2 large sweet potatoes (weighing together no more than 2 lbs., preferably 1 1/2 lbs.)
1/2 cup sugar
1 tsp. ground cinnamon
1/4 tsp. ground nutmeg
2 large eggs, slightly beaten
1/4 cup condensed milk (evaporated milk will work, too)
1/2 tsp. vanilla extract
1 Tbsp. butter, melted
1/2 cup chopped pecans OR enough pecan halves to decorate outer top of pie in a circle.
A few shakes of gr. cinnamon to mix with the chopped pecans, (if using chopped)
1. Preheat oven to 375F.
2. Roll the chilled pie dough into a 12" round. Store-bought is already sized enough. Press into a 9" pie pan or fluted pie pan (Not for tarts. A fluted pie pan works nice for pretty edges and sides.) Sprinkle bottom lightly with ground cinnamon. Trim top flush with top of pie pan. Sprinkle bottom of nested crust with a light bit of cinnamon. Put in oven and bake for 10-15 minutes, until the crust is set and begins to brown slightly. Remove from oven. Set aside to cool.
3. Peel and cut yams into 1" cubes and put into a stockpot. Fill with water to 1" above the yams. Bring to the boil and then lower heat to slow boil for about 25 min., until a fork goes in and out without resistance. You want them soft, totally done. No second chances.

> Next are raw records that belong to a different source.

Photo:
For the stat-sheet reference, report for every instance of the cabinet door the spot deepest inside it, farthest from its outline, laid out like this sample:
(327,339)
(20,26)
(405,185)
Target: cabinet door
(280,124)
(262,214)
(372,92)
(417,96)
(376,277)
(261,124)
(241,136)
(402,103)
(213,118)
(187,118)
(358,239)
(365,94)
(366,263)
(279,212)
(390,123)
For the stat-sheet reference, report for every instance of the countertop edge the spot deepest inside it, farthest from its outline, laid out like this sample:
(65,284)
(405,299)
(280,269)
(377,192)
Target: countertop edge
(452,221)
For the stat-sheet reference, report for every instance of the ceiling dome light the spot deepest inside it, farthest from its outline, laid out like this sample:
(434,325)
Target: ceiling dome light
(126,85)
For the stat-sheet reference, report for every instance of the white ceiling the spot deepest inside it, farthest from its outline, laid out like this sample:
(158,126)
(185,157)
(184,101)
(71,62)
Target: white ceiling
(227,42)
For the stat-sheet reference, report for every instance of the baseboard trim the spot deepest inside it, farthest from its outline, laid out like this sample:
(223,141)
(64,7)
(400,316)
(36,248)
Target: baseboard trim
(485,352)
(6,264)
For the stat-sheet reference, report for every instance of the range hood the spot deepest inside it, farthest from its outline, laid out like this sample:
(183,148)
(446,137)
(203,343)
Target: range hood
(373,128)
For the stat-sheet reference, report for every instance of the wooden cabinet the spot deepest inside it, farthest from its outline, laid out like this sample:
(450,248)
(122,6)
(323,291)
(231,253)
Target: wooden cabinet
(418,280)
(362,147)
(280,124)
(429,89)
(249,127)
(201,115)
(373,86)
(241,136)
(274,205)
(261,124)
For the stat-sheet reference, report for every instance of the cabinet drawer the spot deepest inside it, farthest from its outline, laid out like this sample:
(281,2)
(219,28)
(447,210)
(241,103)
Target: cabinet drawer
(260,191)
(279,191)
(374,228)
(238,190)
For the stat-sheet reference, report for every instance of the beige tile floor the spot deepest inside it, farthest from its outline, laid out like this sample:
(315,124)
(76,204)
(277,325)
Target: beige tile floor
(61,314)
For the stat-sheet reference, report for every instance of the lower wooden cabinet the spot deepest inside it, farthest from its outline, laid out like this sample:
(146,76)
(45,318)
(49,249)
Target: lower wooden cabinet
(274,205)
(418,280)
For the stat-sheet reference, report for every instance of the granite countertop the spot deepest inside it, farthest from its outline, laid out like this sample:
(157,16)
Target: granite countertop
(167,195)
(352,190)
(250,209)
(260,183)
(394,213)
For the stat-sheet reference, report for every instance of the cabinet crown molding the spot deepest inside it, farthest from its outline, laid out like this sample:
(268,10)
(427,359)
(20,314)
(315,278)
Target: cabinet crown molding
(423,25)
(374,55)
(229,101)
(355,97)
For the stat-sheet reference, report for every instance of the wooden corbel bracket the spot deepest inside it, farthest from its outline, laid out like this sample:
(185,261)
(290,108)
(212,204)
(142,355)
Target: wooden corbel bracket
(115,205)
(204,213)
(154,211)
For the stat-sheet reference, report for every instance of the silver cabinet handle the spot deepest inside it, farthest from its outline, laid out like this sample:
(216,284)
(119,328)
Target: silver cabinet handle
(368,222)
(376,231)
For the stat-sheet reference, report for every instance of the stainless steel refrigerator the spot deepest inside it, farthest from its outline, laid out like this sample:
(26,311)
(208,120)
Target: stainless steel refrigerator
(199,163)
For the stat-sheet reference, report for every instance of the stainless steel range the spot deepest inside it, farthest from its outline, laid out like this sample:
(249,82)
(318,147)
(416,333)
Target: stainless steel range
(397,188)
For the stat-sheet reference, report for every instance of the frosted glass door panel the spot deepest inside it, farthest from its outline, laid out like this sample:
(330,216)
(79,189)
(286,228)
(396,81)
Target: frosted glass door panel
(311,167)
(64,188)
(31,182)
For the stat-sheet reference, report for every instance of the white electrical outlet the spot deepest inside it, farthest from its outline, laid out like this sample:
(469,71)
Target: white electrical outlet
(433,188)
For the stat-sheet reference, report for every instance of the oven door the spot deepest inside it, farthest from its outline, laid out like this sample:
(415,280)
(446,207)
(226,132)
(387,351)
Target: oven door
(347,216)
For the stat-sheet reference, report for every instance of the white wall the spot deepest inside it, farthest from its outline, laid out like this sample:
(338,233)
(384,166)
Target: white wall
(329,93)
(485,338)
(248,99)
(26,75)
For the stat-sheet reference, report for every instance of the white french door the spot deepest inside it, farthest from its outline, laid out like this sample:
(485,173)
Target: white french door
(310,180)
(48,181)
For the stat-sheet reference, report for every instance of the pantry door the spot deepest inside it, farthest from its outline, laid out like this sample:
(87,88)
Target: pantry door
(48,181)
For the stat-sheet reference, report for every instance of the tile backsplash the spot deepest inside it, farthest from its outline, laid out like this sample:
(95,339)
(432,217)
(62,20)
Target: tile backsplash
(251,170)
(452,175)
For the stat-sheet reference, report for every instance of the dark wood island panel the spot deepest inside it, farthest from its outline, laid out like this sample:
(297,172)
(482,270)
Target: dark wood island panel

4. Drain off water in a colander in the sink. Put the cooked cubes into a large bowl and, using a potato masher (NOT a ricer or food processor or a blender), mash them up. While doing that, mix in the sugar, cinnamon, and nutmeg, then whisk in the eggs, milk, and vanilla extract, in that order. When all is mashed together into an evenly smooth filling, add the melted butter and mix thoroughly. Remember, the butter goes in last.
5. Pour mixture into cooled pie shell. Arrange pecan halves, if using, around the outer ring of the pie and sprinkle on a little cinnamon. If using chopped pecans, mix with cinnamon and sprinkle over the pie, all over.
6. Bake for 20 to 25 min. (I baked for 20 min. because my oven runs hot.) until the filling is set and the edges of the crust has browned.
7. Serve warm or at room temperature (cold is yummy, too) with whipped cream or vanilla ice cream if served as dessert. You can use it as a vegetable entree, if you like.
It looks real pretty with ham, too!
Pictured here is Samtheyam. Samtheyam is one year old. This was an experiment, to see how long it would thrive and flourish before a last minute planting. One year, so far, but it has become like a member of the family, so, it gets its own pot and will be raised like a plant.